守備においても、サリバやガブリエウといったセンターバックのパートナーシップが安定しており、昨シーズンに続く堅守が期待される。
マンチェスター・シティは方針転換の兆し
Q. マンチェスター・シティはどのような変化があるか?
マンチェスター・シティはコーチングスタッフの大幅入れ替えを行い、クロップの右腕だったラインデルスを招聘するなど大きな変化を見せている。これはペップ・グアルディオラが自身のスタイルをアップデートする意図があると見られている。

昨シーズンはデ・ブライネやギュンドアンなどベテラン選手のフィジカル面での衰えが見られ、プレスの強度が課題となった。今シーズンはより新鮮な前線と、フレッシュな中盤の構成でその課題を克服しようとしている。
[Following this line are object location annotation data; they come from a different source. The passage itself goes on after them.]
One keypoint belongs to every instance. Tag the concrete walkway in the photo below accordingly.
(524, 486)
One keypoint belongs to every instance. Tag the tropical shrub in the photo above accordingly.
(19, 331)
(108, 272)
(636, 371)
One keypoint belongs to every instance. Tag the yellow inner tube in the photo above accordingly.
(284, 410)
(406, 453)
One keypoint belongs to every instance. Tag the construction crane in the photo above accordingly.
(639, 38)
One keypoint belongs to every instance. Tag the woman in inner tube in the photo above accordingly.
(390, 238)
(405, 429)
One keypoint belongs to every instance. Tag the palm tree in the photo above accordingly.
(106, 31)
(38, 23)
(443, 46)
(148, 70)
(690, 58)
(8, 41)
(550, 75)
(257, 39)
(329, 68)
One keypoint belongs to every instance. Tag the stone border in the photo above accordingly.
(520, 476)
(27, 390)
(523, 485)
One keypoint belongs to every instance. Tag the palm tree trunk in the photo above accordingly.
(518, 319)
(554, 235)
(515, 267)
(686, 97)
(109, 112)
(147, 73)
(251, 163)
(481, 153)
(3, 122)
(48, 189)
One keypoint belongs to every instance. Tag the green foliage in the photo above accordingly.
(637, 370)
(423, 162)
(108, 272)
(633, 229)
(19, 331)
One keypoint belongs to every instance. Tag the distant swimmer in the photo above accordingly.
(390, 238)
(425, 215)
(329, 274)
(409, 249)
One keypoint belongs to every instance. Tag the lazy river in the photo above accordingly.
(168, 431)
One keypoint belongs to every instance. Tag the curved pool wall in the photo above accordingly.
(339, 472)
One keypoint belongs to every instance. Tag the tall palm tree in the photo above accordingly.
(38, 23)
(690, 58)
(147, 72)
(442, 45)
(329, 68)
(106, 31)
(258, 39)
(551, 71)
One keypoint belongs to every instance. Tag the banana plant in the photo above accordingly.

また、丸虫やハーランドという得点力の高い2人のストライカーが揃う状況は他チームにはない強みであり、その破壊力はリーグ随一と評価されている。
チェルシーの若さは強みか弱みか
Q. チェルシーの若い選手たちは一年を通して戦えるか?
チェルシーは「プレス回避術」の面で非常に見所があるチームとして評価されている。ゴールキーパーからのつなぎで様々な変形を駆使し、相手に応じて戦術を変える柔軟性を持っている。
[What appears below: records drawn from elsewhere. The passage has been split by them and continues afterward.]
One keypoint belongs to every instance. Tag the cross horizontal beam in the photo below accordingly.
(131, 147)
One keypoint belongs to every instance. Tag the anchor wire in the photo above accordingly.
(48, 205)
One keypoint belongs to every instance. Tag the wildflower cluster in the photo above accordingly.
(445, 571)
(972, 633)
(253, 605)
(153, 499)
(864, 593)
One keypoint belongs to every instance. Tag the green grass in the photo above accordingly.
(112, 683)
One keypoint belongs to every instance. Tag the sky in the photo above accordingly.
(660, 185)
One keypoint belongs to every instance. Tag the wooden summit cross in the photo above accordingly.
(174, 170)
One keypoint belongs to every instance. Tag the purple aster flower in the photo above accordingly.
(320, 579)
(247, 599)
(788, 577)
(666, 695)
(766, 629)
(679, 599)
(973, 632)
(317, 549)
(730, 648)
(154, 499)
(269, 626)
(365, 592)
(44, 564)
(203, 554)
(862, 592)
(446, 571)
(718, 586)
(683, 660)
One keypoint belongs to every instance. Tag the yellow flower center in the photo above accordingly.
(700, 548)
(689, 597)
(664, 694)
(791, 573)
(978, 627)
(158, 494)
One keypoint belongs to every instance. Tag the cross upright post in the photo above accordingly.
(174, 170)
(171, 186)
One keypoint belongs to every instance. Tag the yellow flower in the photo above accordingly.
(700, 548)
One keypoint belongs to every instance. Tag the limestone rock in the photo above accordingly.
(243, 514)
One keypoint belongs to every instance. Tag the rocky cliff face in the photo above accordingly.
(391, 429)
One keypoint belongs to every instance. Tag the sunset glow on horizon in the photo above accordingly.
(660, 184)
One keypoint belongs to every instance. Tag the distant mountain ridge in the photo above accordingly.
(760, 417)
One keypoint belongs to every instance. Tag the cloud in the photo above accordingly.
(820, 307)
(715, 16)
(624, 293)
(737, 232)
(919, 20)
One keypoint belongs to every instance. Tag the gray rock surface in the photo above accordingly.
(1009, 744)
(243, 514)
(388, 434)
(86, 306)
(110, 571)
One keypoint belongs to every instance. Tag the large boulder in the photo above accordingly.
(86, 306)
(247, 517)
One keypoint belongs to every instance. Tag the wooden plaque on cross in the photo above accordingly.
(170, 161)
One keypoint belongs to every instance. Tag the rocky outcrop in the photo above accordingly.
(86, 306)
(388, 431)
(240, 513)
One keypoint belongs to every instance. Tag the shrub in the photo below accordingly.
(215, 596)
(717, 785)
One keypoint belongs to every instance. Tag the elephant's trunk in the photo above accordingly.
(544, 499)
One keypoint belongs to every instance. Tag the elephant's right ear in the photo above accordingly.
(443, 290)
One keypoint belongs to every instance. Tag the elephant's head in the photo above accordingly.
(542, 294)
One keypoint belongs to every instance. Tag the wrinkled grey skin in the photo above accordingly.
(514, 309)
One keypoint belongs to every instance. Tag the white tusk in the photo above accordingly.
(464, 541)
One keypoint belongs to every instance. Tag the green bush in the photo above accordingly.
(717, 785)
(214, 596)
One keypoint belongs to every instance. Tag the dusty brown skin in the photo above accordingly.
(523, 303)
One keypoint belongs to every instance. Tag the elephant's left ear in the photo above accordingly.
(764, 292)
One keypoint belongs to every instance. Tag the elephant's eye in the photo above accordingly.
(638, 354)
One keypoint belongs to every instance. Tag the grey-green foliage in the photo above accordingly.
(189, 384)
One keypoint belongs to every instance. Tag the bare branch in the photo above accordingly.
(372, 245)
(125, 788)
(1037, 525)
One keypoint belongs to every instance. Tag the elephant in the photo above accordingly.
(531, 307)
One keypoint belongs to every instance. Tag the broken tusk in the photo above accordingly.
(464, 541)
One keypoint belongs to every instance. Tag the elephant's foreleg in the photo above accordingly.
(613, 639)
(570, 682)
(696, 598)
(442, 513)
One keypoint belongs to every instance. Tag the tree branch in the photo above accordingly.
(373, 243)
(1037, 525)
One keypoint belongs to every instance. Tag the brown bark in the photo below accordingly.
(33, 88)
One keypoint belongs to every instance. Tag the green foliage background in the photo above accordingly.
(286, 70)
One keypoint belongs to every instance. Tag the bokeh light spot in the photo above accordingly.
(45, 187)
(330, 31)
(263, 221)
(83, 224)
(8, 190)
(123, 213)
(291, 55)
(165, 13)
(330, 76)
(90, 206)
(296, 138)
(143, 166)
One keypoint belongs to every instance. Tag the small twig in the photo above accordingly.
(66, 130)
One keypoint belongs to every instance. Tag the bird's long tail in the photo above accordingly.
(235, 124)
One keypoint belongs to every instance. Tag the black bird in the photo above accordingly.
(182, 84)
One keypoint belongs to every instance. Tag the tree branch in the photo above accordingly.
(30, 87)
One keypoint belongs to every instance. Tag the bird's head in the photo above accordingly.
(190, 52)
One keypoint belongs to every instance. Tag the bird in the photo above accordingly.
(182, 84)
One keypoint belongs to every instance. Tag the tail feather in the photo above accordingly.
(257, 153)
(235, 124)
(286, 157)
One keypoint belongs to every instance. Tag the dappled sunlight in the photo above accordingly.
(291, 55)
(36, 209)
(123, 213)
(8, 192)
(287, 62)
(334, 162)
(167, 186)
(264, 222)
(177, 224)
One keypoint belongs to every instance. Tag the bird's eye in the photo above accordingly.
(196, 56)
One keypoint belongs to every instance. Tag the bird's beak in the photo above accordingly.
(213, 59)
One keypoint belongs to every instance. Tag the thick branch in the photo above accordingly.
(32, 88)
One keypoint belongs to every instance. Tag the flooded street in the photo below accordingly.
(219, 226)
新加入のジョアン・ペドロは感覚派の選手として評価が高く、予想外のプレーで相手を翻弄する能力がある。チームの攻撃面での貢献が期待されている。
一方で、平均年齢の若さが懸念点として挙げられた。シーズン通してメンタル面での安定性が保てるかという疑問がある。また、センターバック陣の質も優勝を目指すには不安要素として指摘されている。
マンチェスター・ユナイテッドはアモリム監督で文化革命
Q. マンチェスター・ユナイテッドのアモリム監督は成功するか?
マンチェスター・ユナイテッドはルーベン・アモリム監督のもと、大きな文化変革を試みている。アモリムはポルトガルのスポルティングで成功したポゼッション重視のサッカーを導入しようとしているが、ユナイテッドの歴史的なスタイルとの相性が課題だ。
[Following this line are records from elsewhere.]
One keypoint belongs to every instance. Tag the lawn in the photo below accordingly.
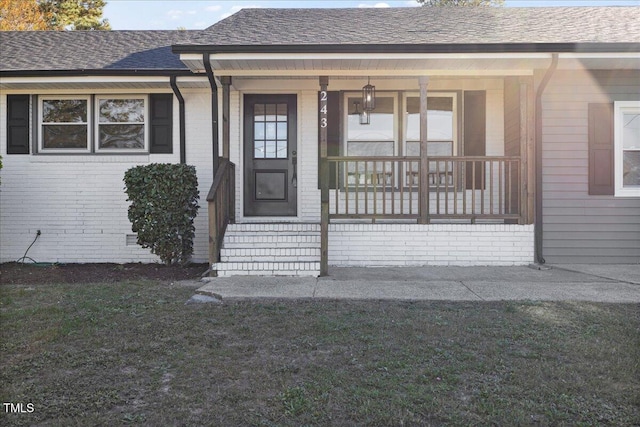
(132, 352)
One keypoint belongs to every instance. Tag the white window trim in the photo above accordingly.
(452, 95)
(379, 94)
(41, 148)
(619, 108)
(145, 148)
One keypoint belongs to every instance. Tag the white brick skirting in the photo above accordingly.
(430, 244)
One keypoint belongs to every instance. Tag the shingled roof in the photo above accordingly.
(423, 25)
(90, 50)
(263, 30)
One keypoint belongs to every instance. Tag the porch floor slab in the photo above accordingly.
(614, 284)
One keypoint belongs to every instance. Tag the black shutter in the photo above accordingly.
(17, 124)
(333, 133)
(161, 110)
(475, 131)
(601, 149)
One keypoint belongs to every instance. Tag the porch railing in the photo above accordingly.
(460, 187)
(221, 200)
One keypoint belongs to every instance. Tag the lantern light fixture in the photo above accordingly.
(365, 117)
(369, 96)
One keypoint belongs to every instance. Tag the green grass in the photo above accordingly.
(132, 353)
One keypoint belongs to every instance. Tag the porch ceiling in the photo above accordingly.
(266, 64)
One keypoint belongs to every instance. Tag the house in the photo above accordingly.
(335, 137)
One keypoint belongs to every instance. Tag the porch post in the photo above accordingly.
(527, 87)
(226, 82)
(525, 134)
(423, 195)
(324, 180)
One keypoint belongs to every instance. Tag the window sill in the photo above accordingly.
(90, 158)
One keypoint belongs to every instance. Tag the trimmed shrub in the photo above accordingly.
(164, 202)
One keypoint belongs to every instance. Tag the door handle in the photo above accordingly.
(294, 162)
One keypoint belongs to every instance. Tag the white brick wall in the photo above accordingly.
(78, 201)
(432, 244)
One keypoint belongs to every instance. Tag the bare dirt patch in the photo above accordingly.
(32, 274)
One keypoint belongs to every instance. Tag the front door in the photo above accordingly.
(270, 155)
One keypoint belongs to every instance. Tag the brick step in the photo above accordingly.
(227, 269)
(270, 254)
(270, 241)
(275, 226)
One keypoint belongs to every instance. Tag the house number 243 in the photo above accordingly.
(323, 109)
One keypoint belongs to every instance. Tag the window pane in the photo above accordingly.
(64, 136)
(370, 149)
(439, 118)
(631, 168)
(270, 112)
(282, 130)
(64, 111)
(121, 136)
(282, 150)
(121, 110)
(439, 148)
(270, 152)
(381, 123)
(258, 149)
(258, 130)
(271, 130)
(631, 131)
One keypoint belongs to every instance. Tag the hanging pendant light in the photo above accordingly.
(365, 117)
(368, 96)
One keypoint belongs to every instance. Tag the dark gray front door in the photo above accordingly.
(270, 156)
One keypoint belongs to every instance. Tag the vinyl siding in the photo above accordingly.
(579, 228)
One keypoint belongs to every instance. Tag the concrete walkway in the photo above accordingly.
(605, 283)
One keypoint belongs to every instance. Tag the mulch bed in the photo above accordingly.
(17, 273)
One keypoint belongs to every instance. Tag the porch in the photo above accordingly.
(376, 218)
(461, 208)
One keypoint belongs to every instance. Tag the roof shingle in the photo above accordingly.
(90, 50)
(425, 25)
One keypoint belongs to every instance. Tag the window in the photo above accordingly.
(121, 124)
(64, 124)
(441, 127)
(627, 148)
(270, 131)
(377, 138)
(104, 124)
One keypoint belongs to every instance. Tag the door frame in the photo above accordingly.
(243, 157)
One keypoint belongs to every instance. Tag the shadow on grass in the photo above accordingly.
(133, 353)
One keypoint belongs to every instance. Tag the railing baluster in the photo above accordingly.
(502, 209)
(491, 187)
(386, 185)
(366, 188)
(374, 181)
(455, 186)
(384, 188)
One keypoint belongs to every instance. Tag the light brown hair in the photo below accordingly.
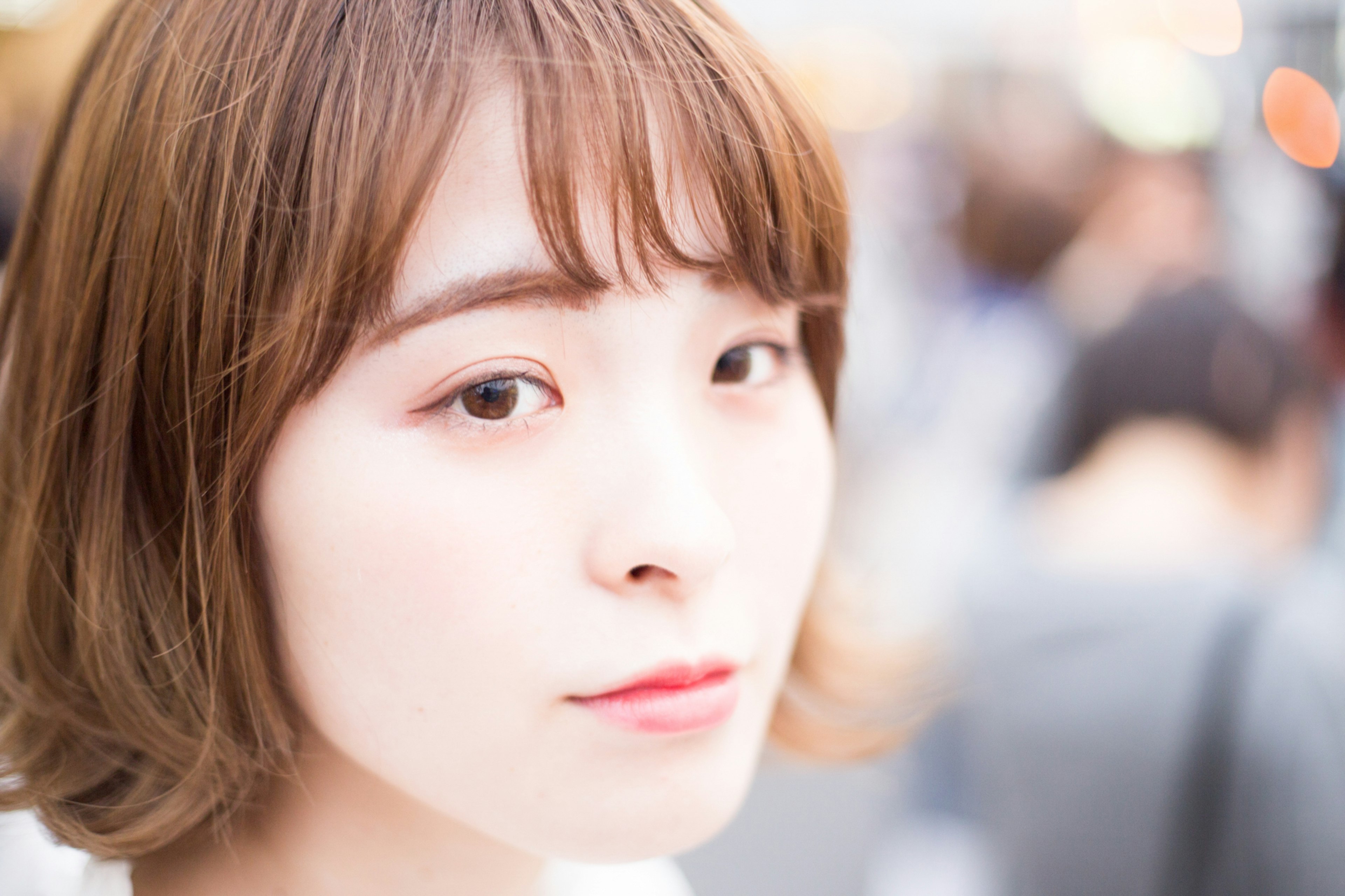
(219, 217)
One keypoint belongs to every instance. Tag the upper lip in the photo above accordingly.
(672, 676)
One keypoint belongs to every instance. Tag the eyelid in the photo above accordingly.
(488, 372)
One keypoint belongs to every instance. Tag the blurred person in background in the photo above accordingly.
(1153, 697)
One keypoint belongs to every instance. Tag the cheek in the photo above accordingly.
(407, 599)
(779, 494)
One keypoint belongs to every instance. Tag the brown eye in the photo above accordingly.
(750, 365)
(493, 400)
シェシュコやクーニャなどの新戦力を獲得したものの、ビッグ6の中では最も不確定要素が多いチームと評価されている。特に守備面での脆さが懸念され、攻撃面では良いが守備で崩れる可能性がある。
また、アモリムの戦術哲学が複雑すぎる点も指摘された。選手たちがその複雑さについていけるかどうかも成功の鍵となる。オーナーのラトクリフ氏がアモリムを十分にサポートできるかも重要な要素だろう。
結論:資金力と技術力の融合がカギ
今シーズンのプレミアリーグは、資金力を背景とした高い技術を持つ選手の獲得と、より効果的な攻撃スタイルへの移行が重要なテーマとなる。「お金持ちのプレス回避術」と「リズム重視のモダンフットボール」がトレンドとなり、それに適応できるチームが優位に立つだろう。
優勝候補としては、リバプール、アーセナル、マンチェスター・シティが挙げられるが、チェルシーやトッテナムも十分に可能性を秘めている。各チームの戦力補強と監督の手腕、そして選手の適応力が成功の鍵を握る一年となりそうだ。